Saturday, 19 March 2011

DEPTH of FIELD and Lenses

Do Wide Angle Lenses
Really Have Greater Depth of Field
Than Telephotos?

Testing The Theory

Most photographers accept the common belief that short focal length lenses have greater depth of field than do long lenses. A wide angle lens, in other words, will give greater depth of field than will a telephoto. Right? 
Sounds about right, but it's not the case. In fact, if the subject image size remains the same, then at any given aperture all lenses will give the same depth of field.
Because this is such a controversial statement, and because it initially flies in the face of common experience, I have created the following set of example images. 
The set-up for it was as you see below. Camera on a tripod and two light stands holding test subjects — a gremlin, which is the main subject, and a hand puppet the other. A tall tower at infinity is the third.
Each of the frames below was taken so that the gremlin doll is exactly the same size in each frame. I used the camera's circular center focusing spot as a size reference. The gremlin doll just filled the circle. The hand puppet on the foreground light stand is about 3 feet in front of the gremlin, and the tower is a mile or more away.
Focal lengths from a 400mm telephoto down to 17mm ultra-wide were used. The lenses were all set at f/5.6 and the gremlin doll was the point of focus. As you can see there is not enough depth of field at this aperture to have either the hand puppet or the tower in focus. This is what I wanted. Incidentally, I have not bothered to spend too much time correcting and matching the frames for colour balance or levels. DOF is all I'm concerned about illustrating.

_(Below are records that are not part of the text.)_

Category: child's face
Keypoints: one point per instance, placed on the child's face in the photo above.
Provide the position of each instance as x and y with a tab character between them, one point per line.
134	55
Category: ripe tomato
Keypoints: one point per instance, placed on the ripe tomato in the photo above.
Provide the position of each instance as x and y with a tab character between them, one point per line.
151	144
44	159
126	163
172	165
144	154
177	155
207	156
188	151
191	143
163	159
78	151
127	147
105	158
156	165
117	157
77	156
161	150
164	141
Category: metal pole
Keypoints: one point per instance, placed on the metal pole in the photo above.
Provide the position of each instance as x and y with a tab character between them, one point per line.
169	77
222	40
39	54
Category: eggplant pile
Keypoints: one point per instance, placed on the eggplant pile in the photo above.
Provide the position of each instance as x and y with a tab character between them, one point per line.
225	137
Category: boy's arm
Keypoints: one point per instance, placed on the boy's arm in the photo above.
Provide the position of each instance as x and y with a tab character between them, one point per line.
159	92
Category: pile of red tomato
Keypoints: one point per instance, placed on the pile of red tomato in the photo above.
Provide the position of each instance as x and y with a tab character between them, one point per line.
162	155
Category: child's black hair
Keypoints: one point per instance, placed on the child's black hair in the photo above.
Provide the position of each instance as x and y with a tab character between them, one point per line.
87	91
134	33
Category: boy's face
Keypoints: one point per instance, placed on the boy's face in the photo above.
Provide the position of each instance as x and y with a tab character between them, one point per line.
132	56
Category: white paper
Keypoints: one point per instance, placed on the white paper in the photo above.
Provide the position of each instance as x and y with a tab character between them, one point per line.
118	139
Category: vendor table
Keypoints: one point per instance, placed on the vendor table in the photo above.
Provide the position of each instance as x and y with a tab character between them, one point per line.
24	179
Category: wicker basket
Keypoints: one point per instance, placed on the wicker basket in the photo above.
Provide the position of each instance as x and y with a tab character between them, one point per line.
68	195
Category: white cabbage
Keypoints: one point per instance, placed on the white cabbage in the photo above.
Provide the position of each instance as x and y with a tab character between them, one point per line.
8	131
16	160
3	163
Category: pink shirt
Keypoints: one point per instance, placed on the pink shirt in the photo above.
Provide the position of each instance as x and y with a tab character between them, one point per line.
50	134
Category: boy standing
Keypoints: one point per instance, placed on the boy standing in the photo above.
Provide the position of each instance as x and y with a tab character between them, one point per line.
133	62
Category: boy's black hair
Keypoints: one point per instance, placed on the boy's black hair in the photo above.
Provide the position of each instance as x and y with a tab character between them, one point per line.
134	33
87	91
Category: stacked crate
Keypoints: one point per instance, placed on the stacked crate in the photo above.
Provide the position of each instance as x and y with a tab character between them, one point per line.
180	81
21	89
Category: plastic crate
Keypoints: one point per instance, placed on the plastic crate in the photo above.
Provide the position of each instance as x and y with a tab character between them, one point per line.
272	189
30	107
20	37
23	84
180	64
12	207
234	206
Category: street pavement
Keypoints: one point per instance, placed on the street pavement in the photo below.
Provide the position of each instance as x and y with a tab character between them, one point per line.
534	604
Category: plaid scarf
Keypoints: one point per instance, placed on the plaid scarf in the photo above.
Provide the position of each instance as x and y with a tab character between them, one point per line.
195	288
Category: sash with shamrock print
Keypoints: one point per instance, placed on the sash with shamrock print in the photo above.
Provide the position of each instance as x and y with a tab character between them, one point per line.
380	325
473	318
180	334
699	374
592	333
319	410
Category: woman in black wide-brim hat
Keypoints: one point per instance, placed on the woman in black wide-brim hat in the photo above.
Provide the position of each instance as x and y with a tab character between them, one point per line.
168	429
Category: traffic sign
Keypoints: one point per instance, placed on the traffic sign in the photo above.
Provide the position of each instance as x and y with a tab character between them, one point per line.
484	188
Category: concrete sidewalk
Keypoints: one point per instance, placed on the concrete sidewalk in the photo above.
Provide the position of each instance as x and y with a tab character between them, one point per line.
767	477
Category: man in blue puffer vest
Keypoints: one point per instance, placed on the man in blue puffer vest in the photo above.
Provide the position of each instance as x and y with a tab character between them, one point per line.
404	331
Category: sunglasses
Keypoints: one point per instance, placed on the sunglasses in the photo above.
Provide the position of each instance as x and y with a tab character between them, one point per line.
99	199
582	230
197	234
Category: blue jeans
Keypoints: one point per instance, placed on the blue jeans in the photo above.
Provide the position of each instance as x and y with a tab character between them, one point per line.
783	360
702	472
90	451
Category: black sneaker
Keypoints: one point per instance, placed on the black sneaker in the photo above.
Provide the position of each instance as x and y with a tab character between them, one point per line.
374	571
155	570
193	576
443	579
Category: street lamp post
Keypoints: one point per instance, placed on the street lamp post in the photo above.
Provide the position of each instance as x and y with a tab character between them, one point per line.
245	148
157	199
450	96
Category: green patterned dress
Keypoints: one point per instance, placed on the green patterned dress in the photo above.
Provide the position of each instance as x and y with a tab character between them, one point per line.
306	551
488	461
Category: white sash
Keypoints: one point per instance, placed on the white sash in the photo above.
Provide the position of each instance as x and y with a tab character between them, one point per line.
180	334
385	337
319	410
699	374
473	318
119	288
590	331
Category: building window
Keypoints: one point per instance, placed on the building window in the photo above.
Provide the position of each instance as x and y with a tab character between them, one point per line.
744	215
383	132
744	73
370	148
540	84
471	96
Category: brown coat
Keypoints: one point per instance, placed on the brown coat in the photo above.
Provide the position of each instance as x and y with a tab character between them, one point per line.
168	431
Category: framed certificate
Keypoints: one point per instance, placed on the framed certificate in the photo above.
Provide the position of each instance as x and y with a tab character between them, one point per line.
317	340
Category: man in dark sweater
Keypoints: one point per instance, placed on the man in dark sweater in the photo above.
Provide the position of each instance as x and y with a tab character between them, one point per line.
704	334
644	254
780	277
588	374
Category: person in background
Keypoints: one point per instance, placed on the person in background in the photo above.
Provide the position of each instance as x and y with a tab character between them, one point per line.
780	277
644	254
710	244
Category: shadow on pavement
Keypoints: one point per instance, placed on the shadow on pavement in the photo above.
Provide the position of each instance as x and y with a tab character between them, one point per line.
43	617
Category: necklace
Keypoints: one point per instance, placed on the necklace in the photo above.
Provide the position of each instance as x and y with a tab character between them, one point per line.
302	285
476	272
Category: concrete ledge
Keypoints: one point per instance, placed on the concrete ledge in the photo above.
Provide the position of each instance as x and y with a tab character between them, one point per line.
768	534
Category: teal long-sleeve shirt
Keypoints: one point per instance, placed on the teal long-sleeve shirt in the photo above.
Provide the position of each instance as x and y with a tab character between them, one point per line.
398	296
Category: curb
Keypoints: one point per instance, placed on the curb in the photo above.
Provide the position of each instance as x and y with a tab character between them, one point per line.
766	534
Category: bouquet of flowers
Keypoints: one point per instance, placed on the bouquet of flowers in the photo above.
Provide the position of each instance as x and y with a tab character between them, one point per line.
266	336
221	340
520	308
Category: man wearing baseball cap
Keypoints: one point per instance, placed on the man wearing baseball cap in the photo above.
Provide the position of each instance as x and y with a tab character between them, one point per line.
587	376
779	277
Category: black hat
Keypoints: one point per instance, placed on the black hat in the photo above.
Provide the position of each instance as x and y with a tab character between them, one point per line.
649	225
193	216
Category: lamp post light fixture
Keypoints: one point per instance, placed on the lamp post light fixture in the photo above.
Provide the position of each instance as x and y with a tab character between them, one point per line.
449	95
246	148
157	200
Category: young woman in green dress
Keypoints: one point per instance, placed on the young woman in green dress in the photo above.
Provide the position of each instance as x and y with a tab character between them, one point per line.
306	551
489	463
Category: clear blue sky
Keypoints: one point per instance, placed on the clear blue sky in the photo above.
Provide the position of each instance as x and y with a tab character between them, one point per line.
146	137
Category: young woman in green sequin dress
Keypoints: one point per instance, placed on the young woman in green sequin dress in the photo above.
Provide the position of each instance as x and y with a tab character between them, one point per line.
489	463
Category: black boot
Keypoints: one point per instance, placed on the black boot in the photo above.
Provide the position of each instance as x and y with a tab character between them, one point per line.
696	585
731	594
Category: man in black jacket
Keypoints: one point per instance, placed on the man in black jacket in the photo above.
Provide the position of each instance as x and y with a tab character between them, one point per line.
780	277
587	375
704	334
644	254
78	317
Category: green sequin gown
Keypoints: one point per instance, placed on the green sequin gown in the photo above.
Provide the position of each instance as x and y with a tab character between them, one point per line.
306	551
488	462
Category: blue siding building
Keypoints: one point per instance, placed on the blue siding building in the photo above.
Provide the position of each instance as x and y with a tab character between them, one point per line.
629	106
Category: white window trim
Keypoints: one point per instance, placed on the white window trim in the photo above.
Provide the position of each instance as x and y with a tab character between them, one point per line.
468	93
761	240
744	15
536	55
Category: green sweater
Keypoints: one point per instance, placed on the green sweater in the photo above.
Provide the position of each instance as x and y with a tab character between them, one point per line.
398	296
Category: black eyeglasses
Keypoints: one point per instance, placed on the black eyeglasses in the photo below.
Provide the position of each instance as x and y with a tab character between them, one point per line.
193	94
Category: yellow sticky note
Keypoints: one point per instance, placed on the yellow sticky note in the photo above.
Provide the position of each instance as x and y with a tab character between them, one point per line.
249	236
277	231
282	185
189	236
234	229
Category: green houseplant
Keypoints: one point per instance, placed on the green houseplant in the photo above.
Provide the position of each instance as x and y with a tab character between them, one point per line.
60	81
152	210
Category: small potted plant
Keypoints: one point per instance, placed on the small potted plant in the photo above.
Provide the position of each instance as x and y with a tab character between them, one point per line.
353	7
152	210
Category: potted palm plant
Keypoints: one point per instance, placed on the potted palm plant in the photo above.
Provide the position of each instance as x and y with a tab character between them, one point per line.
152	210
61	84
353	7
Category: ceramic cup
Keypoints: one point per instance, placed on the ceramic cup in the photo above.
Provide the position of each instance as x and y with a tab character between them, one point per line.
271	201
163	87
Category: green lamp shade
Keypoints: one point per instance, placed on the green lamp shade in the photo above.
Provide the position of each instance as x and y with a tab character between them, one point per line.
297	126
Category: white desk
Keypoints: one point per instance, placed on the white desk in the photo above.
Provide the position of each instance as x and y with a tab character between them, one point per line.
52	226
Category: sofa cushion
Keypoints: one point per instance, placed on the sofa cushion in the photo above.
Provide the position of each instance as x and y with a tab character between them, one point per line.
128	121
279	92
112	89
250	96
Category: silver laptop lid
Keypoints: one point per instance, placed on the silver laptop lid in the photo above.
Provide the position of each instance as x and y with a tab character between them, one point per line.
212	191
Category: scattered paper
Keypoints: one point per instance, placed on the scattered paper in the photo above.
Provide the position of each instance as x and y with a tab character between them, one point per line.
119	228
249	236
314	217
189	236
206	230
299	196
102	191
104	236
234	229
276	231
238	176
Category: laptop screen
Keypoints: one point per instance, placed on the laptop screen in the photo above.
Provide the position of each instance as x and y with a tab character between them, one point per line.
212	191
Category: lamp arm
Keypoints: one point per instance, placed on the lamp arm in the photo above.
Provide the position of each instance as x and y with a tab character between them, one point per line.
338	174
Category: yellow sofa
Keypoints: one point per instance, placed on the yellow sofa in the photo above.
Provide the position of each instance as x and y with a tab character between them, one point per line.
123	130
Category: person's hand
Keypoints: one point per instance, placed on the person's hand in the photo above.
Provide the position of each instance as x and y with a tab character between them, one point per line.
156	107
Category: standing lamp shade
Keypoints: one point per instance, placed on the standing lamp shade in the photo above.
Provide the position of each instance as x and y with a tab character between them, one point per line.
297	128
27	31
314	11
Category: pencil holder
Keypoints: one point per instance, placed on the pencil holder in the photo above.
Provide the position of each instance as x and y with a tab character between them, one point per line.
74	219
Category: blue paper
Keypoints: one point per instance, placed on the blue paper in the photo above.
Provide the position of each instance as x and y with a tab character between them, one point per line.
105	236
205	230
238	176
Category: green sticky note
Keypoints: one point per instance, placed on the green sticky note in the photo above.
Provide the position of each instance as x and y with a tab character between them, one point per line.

The Depth of Field is Essentially The Same

As you can see, the degree to which the tower and the hand puppet are out of focus is essentially identical in each frame regardless of focal length. To be sure, perspective changes dramatically, but not depth of field.
      
400 mm                                                 200 mm   
      
100 mm                                                50 mm   
      
28 mm                                                17 mm
17 mm Enlargement
In the 28mm and 17mm frames the hand puppet is no longer visible, because to keep the gremlin doll the same size I had to get closer than 3 feet — inside the distance to the puppet. But, to show you what I can see in the original images I have blown up the 17mm frame so that you can more clearly see the distant tower. 
Clearly, the degree of unsharpness is indeed the same as in all the other frames — even the one taken with the 400mm lens. Thus the depth of field is the same. If I had been able to set up this test so that the near subject (the hand puppet) was in the frame as well you would see that it too would show the same DOF as all the other frames.

A Final Word

There are those that will no doubt find fault with either my fundamental assertion or with this test. Yes, I know that there are some flaws with both, among them that I am not taking into account diffraction and other second order effects. But, from a practical point of view, what really counts to photographers working in the real world is what ends up on a print in front of them. The fine points of optical theory are one thing, prints hanging on the wall are another. My orientation as a photographer and as a teacher is toward the pragmatic. 
If anyone is dissatisfied with this test or doesn't believe it, I urge you to go out and do your own test. All it takes is several lenses, a roll of film, a few props and a parking lot. Enjoy.